Office of Dietary Supplements, National Institutes of Health, Bethesda, Maryland 20852, USA; email:
Division of Cancer Biology, National Cancer Institute, Rockville, Maryland 20850, USA; email:
Annu Rev Pathol. 2018 Jan 24;13:163-191. doi: 10.1146/annurev-pathol-020117-043644. Epub 2017 Nov 3.
Multisystem metabolic disorders caused by defects in oxidative phosphorylation (OXPHOS) are severe, often lethal, conditions. Inborn errors of OXPHOS function are termed primary mitochondrial disorders (PMDs), and the use of nutritional interventions is routine in their supportive management. However, detailed mechanistic understanding and evidence for efficacy and safety of these interventions are limited. Preclinical cellular and animal model systems are important tools to investigate PMD metabolic mechanisms and therapeutic strategies. This review assesses the mechanistic rationale and experimental evidence for nutritional interventions commonly used in PMDs, including micronutrients, metabolic agents, signaling modifiers, and dietary regulation, while highlighting important knowledge gaps and impediments for randomized controlled trials. Cellular and animal model systems that recapitulate mutations and clinical manifestations of specific PMDs are evaluated for their potential in determining pathological mechanisms, elucidating therapeutic health outcomes, and investigating the value of nutritional interventions for mitochondrial disease conditions.
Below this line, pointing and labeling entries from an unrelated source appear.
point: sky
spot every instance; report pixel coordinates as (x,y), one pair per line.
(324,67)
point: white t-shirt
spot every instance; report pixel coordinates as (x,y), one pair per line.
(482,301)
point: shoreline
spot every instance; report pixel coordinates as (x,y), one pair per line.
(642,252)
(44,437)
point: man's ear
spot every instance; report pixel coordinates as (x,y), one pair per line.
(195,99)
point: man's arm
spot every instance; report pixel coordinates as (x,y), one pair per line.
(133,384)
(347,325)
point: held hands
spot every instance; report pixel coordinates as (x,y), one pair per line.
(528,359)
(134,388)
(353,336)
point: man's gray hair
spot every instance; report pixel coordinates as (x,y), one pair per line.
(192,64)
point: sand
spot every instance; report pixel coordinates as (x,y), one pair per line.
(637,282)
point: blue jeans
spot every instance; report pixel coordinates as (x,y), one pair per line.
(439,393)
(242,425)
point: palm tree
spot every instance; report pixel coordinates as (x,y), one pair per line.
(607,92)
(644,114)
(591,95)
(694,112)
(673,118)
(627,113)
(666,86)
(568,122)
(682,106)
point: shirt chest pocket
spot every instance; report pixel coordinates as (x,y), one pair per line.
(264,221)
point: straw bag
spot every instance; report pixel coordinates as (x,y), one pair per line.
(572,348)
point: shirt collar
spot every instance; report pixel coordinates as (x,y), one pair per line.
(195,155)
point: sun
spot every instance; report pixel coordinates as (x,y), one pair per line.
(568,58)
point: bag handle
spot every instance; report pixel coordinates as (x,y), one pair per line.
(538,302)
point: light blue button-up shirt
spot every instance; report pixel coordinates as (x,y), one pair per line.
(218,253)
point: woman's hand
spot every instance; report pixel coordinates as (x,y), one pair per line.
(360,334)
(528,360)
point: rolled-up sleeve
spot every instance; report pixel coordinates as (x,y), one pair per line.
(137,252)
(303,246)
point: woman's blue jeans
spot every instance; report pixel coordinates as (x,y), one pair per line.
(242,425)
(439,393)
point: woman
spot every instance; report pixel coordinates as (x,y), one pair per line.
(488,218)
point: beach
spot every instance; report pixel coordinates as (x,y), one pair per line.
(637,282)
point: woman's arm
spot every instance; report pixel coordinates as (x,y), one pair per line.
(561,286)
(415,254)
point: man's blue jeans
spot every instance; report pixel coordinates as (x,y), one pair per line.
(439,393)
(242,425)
由氧化磷酸化(OXPHOS)缺陷引起的多系统代谢紊乱是严重的,通常是致命的疾病。OXPHOS 功能的先天性错误被称为原发性线粒体疾病(PMD),在其支持性管理中,营养干预是常规的。然而,这些干预措施的详细机制理解以及疗效和安全性的证据是有限的。临床前细胞和动物模型系统是研究 PMD 代谢机制和治疗策略的重要工具。本综述评估了 PMD 中常用的营养干预措施的机制原理和实验证据,包括微量营养素、代谢剂、信号调节剂和饮食调节,同时强调了随机对照试验的重要知识差距和障碍。评估了再现特定 PMD 突变和临床表现的细胞和动物模型系统,以确定病理机制、阐明治疗健康结果,并研究营养干预对线粒体疾病的价值。